"Oh, she wrecked my pet toe with a guillotine heel because I ventured to sympathize with her."
"Oh," commented the experienced Alderson. "Sympathy isn't in much demand when one is seasick."
"It wasn't seasickness. It was weeps for the vanished fatherland; such blubbery weeps! Poor little girl!" mused the Tyro. "She isn't much bigger than a minute, and so forlorn, and so red-nosed, and so homely, you couldn't help but—"
At this moment a drunken stagger on the part of the ship slewed the speaker halfway around. He found himself looking down upon a steamer-chair, wherein lay a bundle swathed in many rugs. From that bundle protruded a veiled face and the outline of a swollen nose, above which a pair of fixed eyes blazed, dimmed but malevolent, into his.
"Er—ah—oh," said the Tyro, moving hastily away. "If you'll excuse me I think I'll just step over the rail and speak to a fish I used to know."
"What's the matter?" inquired Alderson suspiciously, following him. "Not already!"

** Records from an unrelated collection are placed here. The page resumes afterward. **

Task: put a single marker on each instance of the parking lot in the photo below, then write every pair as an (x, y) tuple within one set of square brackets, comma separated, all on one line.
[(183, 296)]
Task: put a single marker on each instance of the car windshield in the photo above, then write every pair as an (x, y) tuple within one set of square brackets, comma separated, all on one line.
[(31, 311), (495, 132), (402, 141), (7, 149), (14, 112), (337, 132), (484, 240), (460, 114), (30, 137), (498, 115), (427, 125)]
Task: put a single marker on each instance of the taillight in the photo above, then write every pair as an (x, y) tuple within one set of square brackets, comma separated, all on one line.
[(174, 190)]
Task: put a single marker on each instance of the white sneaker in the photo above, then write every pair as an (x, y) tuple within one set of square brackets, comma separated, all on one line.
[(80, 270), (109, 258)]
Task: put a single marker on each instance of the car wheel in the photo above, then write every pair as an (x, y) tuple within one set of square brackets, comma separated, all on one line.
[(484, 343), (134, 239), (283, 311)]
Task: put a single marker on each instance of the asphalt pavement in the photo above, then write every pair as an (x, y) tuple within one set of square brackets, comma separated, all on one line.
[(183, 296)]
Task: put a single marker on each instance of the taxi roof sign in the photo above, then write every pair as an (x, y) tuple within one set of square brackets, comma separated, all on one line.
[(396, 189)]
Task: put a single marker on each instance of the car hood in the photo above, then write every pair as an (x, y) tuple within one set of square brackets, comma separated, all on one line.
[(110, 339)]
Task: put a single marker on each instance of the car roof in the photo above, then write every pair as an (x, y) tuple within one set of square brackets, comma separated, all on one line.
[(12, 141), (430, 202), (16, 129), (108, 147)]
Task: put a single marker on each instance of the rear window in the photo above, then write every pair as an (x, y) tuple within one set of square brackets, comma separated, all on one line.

"Oh, no. Not that. Worse. That bundle almost under our feet when I spoke—that was Little Miss Grouch."
Alderson took a furtive glance. "She's all mummied up," he suggested; "maybe she didn't hear."
"Oh, yes, she did. Trust my luck for that. And I said she was homely. And she is. Oh, Lord, I wouldn't have hurt her poor little feelings for anything."
"Don't you be too sure about her being so homely. Any woman looks a fright when she's all bunged up from crying."